Twelve years I toiled in the D leagues of the Portland band scene. I may have gotten up to C level a time or two, but most of it was clearly in the D leagues. Farmers Markets, Private parties, and an occasional corporate event or business opening. I think the most I ever banked from a 3 hour gig was $100. Not bad by some standards. Money-wise that’s as good as some A-B league bands do. But clearly we were operating (intentionally) at the lower levels where mistakes are not a big deal. My goal was usually to get through the night with no quinker-dinkers and I got to the point where I could pull that off more often than not.

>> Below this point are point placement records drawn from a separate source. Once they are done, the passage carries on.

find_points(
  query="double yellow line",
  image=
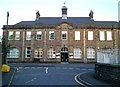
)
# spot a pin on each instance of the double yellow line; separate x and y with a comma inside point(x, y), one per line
point(79, 81)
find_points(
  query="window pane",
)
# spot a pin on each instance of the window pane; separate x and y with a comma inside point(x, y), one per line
point(51, 35)
point(102, 35)
point(10, 35)
point(17, 35)
point(90, 35)
point(28, 52)
point(77, 35)
point(13, 53)
point(51, 53)
point(77, 53)
point(109, 35)
point(90, 53)
point(64, 35)
point(38, 53)
point(28, 35)
point(39, 35)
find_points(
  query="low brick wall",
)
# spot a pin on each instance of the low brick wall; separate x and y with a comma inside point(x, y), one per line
point(107, 72)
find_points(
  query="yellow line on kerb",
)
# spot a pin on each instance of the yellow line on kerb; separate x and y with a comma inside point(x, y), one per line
point(79, 81)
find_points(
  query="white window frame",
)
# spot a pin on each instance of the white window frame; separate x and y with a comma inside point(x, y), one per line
point(50, 32)
point(77, 53)
point(11, 36)
point(90, 35)
point(38, 53)
point(77, 35)
point(90, 53)
point(13, 53)
point(28, 53)
point(51, 53)
point(28, 35)
point(109, 35)
point(102, 35)
point(17, 35)
point(39, 33)
point(64, 32)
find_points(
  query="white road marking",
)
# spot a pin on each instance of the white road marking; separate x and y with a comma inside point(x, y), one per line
point(39, 67)
point(32, 67)
point(46, 70)
point(83, 69)
point(26, 67)
point(90, 69)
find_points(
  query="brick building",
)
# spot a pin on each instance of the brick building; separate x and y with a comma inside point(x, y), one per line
point(60, 39)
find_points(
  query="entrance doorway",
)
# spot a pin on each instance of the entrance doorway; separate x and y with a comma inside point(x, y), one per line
point(64, 55)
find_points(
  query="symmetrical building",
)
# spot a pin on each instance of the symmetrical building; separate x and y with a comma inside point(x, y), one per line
point(60, 39)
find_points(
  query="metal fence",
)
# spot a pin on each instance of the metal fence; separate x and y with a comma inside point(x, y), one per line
point(111, 56)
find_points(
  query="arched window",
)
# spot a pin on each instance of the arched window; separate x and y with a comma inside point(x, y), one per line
point(77, 53)
point(51, 53)
point(13, 53)
point(90, 53)
point(38, 53)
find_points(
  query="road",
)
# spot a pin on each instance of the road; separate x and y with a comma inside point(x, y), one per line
point(49, 74)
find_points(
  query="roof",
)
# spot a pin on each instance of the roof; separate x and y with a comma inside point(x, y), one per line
point(73, 20)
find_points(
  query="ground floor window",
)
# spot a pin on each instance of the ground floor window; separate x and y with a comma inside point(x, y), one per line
point(51, 53)
point(28, 52)
point(90, 53)
point(38, 53)
point(13, 53)
point(77, 53)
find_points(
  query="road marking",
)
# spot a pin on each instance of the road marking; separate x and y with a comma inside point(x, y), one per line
point(26, 67)
point(83, 69)
point(64, 68)
point(20, 67)
point(30, 80)
point(46, 70)
point(39, 67)
point(77, 68)
point(79, 81)
point(90, 69)
point(32, 67)
point(70, 68)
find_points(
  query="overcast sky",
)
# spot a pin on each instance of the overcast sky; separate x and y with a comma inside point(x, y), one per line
point(25, 10)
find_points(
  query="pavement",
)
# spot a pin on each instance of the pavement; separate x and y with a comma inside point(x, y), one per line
point(87, 79)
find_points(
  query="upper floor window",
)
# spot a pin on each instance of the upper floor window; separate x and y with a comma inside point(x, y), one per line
point(13, 53)
point(28, 35)
point(90, 53)
point(39, 35)
point(90, 35)
point(64, 35)
point(51, 53)
point(17, 35)
point(77, 35)
point(10, 37)
point(109, 35)
point(102, 35)
point(51, 35)
point(77, 53)
point(38, 53)
point(28, 52)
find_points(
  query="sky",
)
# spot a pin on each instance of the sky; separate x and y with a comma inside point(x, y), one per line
point(25, 10)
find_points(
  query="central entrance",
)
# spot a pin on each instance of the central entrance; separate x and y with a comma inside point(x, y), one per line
point(64, 55)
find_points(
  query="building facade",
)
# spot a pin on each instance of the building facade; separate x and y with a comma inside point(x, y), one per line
point(60, 39)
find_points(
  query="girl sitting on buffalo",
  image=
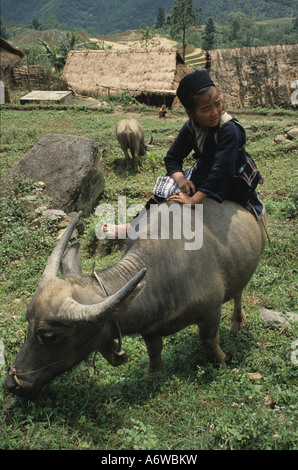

I was fortunate enough to ‘play up’ and got to work with some really good mentors who (thankfully) had patience. Along the way you learn some valuable lessons. Here are a few I thought I’d share, for whatever it’s worth.
The singer gets to pick the songs This may seem obvious, but I don’t think it’s often followed.
Travel light You can tell the smart guitar players because they aren’t packing around 500 lbs of shit to every gig. They keep it simple. I watched the best guitar player in Portland show up for a gig one time at Bridgeport Village with The Patrick Lamb Band. He was carrying about 3 things. His guitar on a shoulder strap, a small ( quality ) tube amp, and his pedal was in a bag along with a few cords. That’s it.
Myself, ability-wise about 15 steps down from him, had a habit of showing up for the Annual ZeeRocks corporate gig with my truck loaded to the brim with gear. Let me be the first to admit, the extra gear did not help. And it took an hour to assemble and I was exhausted when I was all done. Worse, I had to remember how to use it all during the gig…. to the point where I’d play the song wrong. You see that’s the point. If you can’t play the song right, then forget about all the other stuff. Priority 1 is learn the song and play it with no mistakes.
Keep the songs moving Some bands/duos do this exceptionally well. Nobody does it better than Tim Ellis and Jim Walker. They can string a medley of 20 songs together without ever stopping. It’s truly amazing. Too often I’ve run into a band member who see a microphone and seizes the opportunity to fulfill his lifelong dream of being a stand up comic. It usually goes over like a lead balloon. Dude, you’re not funny. Another band member couldn’t stop fucking around with the PA and it drove me nuts. It’s like the entire gig was this 3 hour sound check. That messed with my mojo, but you do what you have to to get along. The point is, the listener wants to hear the next song, not your jokes, or a continuation of the sound check, or anything else.
Coming unprepared to practice is rude When one former band member announced that, “Yeah, I gotta go home and woodshed that one” for the 3rd practice in a row, I was ready to SCREAM. By contrast, nothing is better than coming to practice and cruising through new songs and having them sound pretty good the first time. Enough said.
Keep the gear simple ( see also, Travel light ). The more pedals and extra stuff you have to tweak, the more than can go wrong technically and throw your song off. I know this from personal experience. One of the worst flaws I had as a player for most of the time I played was having to tweak my pedals in the middle of a gig. Cardinal sin. All that stuff should be dialed in and operating it should be second nature during a gig. You can observe the good players doing this.
Put your best material in the middle of the set list. I finally learned to do this after realizing it was fallacy to think that you’re going to play a Farmer’s Market and there will be some sort of ‘grand finale’ that you will go out on. Fact is, most people show up to these sorts of events somewhere in the middle, so that’s where you want to put your best stuff.
Don’t take breaks right when you have some momentum going The set list is a guide, not the Bible. Be flexible. If your band has the mojo going and people are getting into it, keep playing. Just because the set list says set 1 is over and it’s time for a break doesn’t mean it’s the law.
Don’t spend a bunch of time in practice re-writing the arrangement Agree to either ‘do it like the record’ so that everyone has the same reference point coming in, or else document the arrangement and give it to everyone beforehand.
Don’t play too loud Better to have people asking you to turn it up than turn it down.
Be flexible with your band mates’ goals It isn’t he 1960’s anymore. Playing with another band is not a form a cheating. The pay is low, so naturally musicians who need the money are going to try to get as many paying gigs as they can. Sometimes the customer wants a duo. Other times they want a full 5 piece. The best musicians I know play in several different configurations… whatever the gig calls for. Give your band mates some room to breath in the area and try not to get your undies in a bunch when a band mate gets an opportunity to play with other musicians.